Sí, hace una noche fresca. La facultad, el dentista, luego el trabajo, el gimnasio...y ahora, el cansancio. Tristemente, no son mis huesos los derrotados.

lunes, 25 de octubre de 2010

Esperando

No llega el frío. De nada sirve salir a buscarlo, porque vendrá solo, cuando sea la hora. Así que, sin más opciones, por la noche me acurruco bajo el edredón, cargada de deseo. Como siempre, la mesilla llena de libros, el corazón de recuerdos, la mente de nuevos sueños. Pero triste, espero al invierno.

martes, 6 de julio de 2010

Todos los nombres


Los recuerdos y los sueños.
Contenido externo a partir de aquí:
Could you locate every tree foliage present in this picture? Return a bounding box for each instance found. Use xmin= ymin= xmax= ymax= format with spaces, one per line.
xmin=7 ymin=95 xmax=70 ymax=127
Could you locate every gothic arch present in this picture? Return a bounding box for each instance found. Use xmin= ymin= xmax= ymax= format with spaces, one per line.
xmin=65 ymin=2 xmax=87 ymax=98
A veces sueño mis recuerdos, otras recuerdo mis sueños. Lo que más duele es vivir los sueños como si fuesen recuerdos. Estoy en otra piel que no es la mía, beso otros labios que no son los suyos, me ilusionan otras metas, mis conocidos son desconocidos. Nostálgica, soy demasiado nostálgica. En menos de un segundo se me llenan los ojos de lágrimas; a veces ni siquiera comprendo bien por qué. Supongo que tengo demasiadas heridas sin cerrar, todas con nombres propios, porque hasta a mis sueños rotos les puse el nombre de aquel que no llegó a ver la luz, pero que amé con todas mis fuerzas.
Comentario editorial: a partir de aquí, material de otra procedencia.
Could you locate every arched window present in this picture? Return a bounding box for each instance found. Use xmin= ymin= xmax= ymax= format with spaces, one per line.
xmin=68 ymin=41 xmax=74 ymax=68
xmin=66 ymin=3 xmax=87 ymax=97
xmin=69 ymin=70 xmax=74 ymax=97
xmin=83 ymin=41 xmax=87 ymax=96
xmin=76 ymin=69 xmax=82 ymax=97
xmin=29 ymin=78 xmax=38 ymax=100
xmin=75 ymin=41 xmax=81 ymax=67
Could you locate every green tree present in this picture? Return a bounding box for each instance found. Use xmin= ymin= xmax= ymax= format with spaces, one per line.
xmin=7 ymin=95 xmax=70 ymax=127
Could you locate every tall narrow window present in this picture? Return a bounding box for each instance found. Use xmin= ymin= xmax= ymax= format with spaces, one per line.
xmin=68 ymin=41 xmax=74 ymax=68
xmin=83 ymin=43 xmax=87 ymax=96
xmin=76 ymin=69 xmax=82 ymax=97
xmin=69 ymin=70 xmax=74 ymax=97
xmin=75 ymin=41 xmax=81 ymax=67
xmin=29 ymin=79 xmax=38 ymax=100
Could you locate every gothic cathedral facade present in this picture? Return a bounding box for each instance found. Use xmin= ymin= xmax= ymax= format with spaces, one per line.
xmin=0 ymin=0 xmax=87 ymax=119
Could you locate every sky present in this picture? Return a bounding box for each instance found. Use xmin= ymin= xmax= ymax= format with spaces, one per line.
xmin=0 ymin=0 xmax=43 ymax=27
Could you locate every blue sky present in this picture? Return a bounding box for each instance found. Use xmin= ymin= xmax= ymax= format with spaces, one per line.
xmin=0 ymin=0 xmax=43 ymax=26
miércoles, 12 de mayo de 2010

Aprender a desconfiar

Sí, tropezamos dos veces con la misma piedra; aunque pensándolo bien, creo que la cita se queda corta. Tropezamos infinidad de veces con la misma piedra y, lo más grave, una parte de nosotros mismos sabe que es casi inevitable.
Me gustaría llevar en la muñeca una pulsera con alarma que me alejara de las falsas apariencias, que me protegiera de la hipocresía y la mentira. Puede que tenga algo, dentro de mí, que se sienta atraída por la gente traicionera. El pensamiento más fácil quizá sea que, por desgracia, he tenido mala suerte.
Es una verdad enorme: tengo mucho que aprender. Ojalá fuese del tipo de personas que no confían fácilmente, que se resisten a cruzar el estrecho margen que existe entre la desconfianza y la confianza. Supongo que los golpes del camino, terminarán por endurecerme. Y eso es lo que más miedo me da. Porque nadie nos enseñó a distinguir entre una mentira y una verdad; está claro que mi intuición ha fallado bastante. Mi gran consuelo es que, más de una vez, ha dado en el blanco.